24.2.09

Um livro de Amadeu Baptista

Mais que a unidade que se retém do livro de poemas Os Selos da Lituânia, de Amadeu Baptista, aliás sólida na forma e vasta no universo que une, salta a leitura do verso amplo, dos parágrafos longos a que obriga o emanar poético com uma força que o pensamento controla, por meio de uma disciplina exigente, sem concessões a desbordamentos automáticos, digamos não tanto para referir esse mito do Surrealismo, quanto aparentemente para se despojar da ganga que toda a emanação poética torrencial tende a trazer. Mas escrevi aparentemente, e quero com isso significar que a disciplina da gestação da escrita de Amadeu Baptista já o faz, quando o pensamento, atravessando a memória em estado de subconsciência, define com clareza o que e como está a ser dito no momento. Trata-se pois de uma escrita consciente e controlada, em que está programada, como exigência e necessidade, a vontade expressa de inteligibilidade da linguagem.

Ou seja, parece surgir de novo o assunto polémico da escrita do real versus a herança dos vários modernismos que, em ondas concêntricas cada vez mais afastadas, se vêm sucedendo há quase um século. Mas não. A meu ver, isso assume o carácter de uma questão extemporânea.

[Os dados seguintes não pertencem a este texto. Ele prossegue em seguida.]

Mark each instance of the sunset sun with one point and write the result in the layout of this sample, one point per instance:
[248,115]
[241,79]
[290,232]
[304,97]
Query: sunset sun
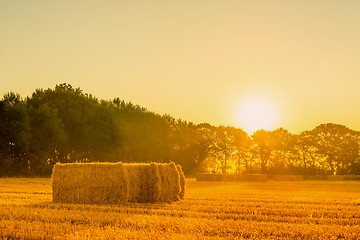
[256,113]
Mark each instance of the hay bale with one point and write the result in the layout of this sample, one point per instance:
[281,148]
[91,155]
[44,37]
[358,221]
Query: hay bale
[352,177]
[210,177]
[335,177]
[114,183]
[254,177]
[229,177]
[288,178]
[204,177]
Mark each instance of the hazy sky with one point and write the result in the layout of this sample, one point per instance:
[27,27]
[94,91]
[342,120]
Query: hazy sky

A exigência ética de clareza no discurso poético é uma necessidade, diremos que pós-moderna, que, em contracorrente, já Jorge de Sena invocava, poeta tutelar cujo nome não poucos calam cuidadosamente. E essa necessidade de expressão poética clara alargou-se, com o acesso facilitado ao conhecimento de outras poesias, quer pelos meios de informação quase instantânea, quer por o desenvolvimento económico crescente exigir cada vez mais e maiores consumidores, neste caso de objectos de cultura. Tudo isto para fundamentar, se preciso fosse, a contemporaneidade do discurso de Amadeu Baptista.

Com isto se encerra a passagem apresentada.